This paper develops an approximation to the (effective) $p$-resistance and applies it to multi-class clustering. Spectral methods based on the graph Laplacian and its generalization to the graph $p$-Laplacian have been a backbone of non-euclidean clustering techniques. The advantage of the $p$-Laplacian is that the parameter $p$ induces a controllable bias on cluster structure. The drawback of $p$-Laplacian eigenvector based methods is that the third and higher eigenvectors are difficult to compute. Thus, instead, we are motivated to use the $p$-resistance induced by the $p$-Laplacian for clustering.
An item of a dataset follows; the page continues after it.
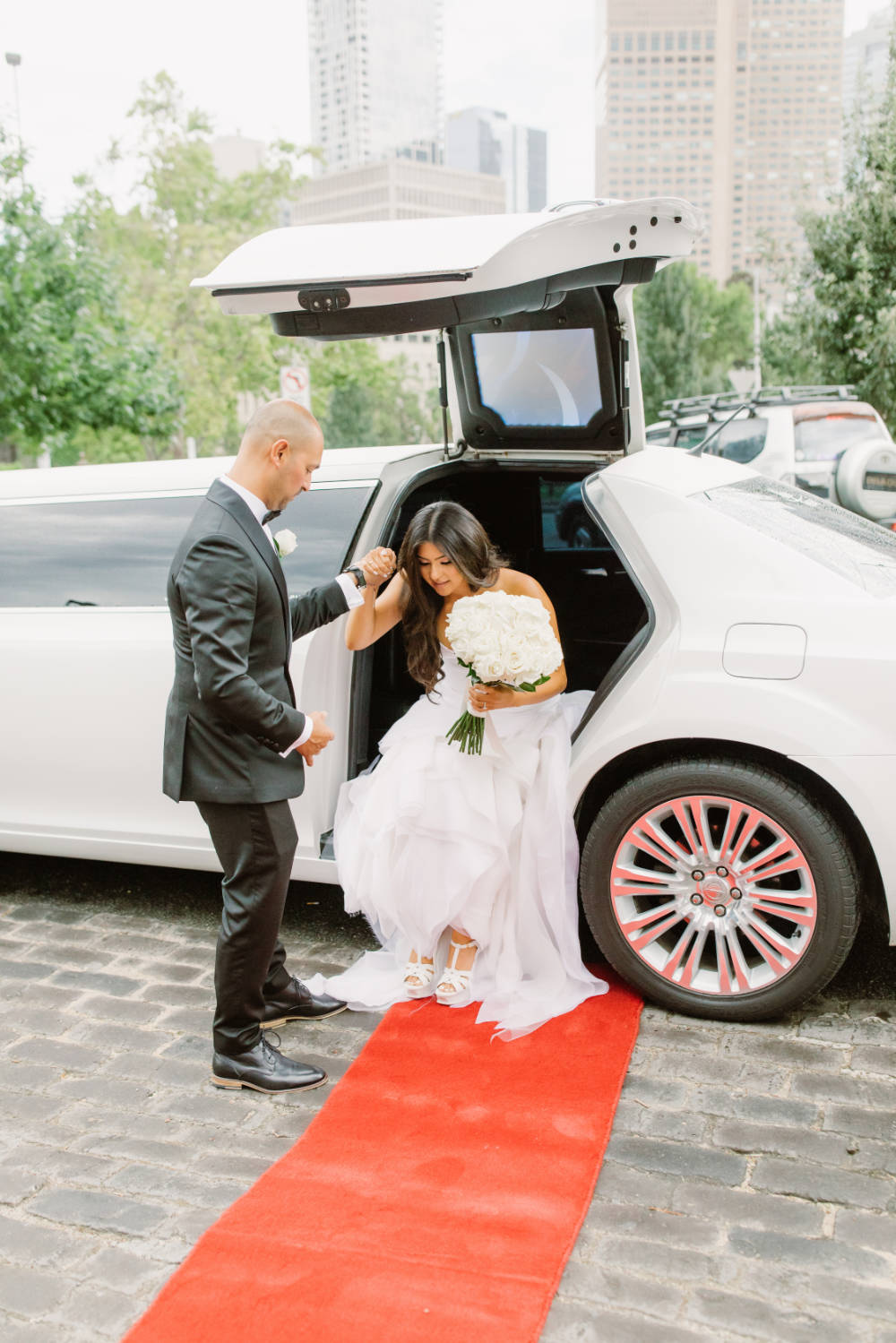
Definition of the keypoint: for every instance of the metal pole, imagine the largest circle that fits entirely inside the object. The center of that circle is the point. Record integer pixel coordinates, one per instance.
(13, 61)
(756, 333)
For $p$-resistance, small $p$ biases towards clusters with high internal connectivity while large $p$ biases towards clusters of small ``extent,'' that is a preference for smaller shortest-path distances between vertices in the cluster. However, the $p$-resistance is expensive to compute. We overcome this by developing an approximation to the $p$-resistance. We prove upper and lower bounds on this approximation and observe that it is exact when the graph is a tree. We also provide theoretical justification for the use of $p$-resistance for clustering. Finally, we provide experiments comparing our approximated $p$-resistance clustering to other $p$-Laplacian based methods.

翻译：本文开发了（有效）$p$-电阻的近似方法，并将其应用于多类聚类。基于图拉普拉斯算子及其推广至图$p$-拉普拉斯算子的谱方法，一直是非欧几里得聚类技术的核心支柱。$p$-拉普拉斯算子的优势在于参数$p$能够对聚类结构引入可控的偏置。然而，基于$p$-拉普拉斯算子特征向量的方法存在缺陷：第三及更高阶特征向量难以计算。因此，我们转而采用由$p$-拉普拉斯算子导出的$p$-电阻进行聚类。对于$p$-电阻，较小的$p$值倾向于内部连通性强的聚类，而较大的$p$值则偏向“范围”较小的聚类，即偏好聚类内顶点间最短路径距离较小的结构。但$p$-电阻的计算成本高昂。为解决这一问题，我们开发了$p$-电阻的近似方法。我们证明了该近似值的上下界，并发现当图为树结构时该近似是精确的。同时，我们为使用$p$-电阻进行聚类提供了理论依据。最后，通过实验将我们的近似$p$-电阻聚类方法与其他基于$p$-拉普拉斯算子的方法进行了比较。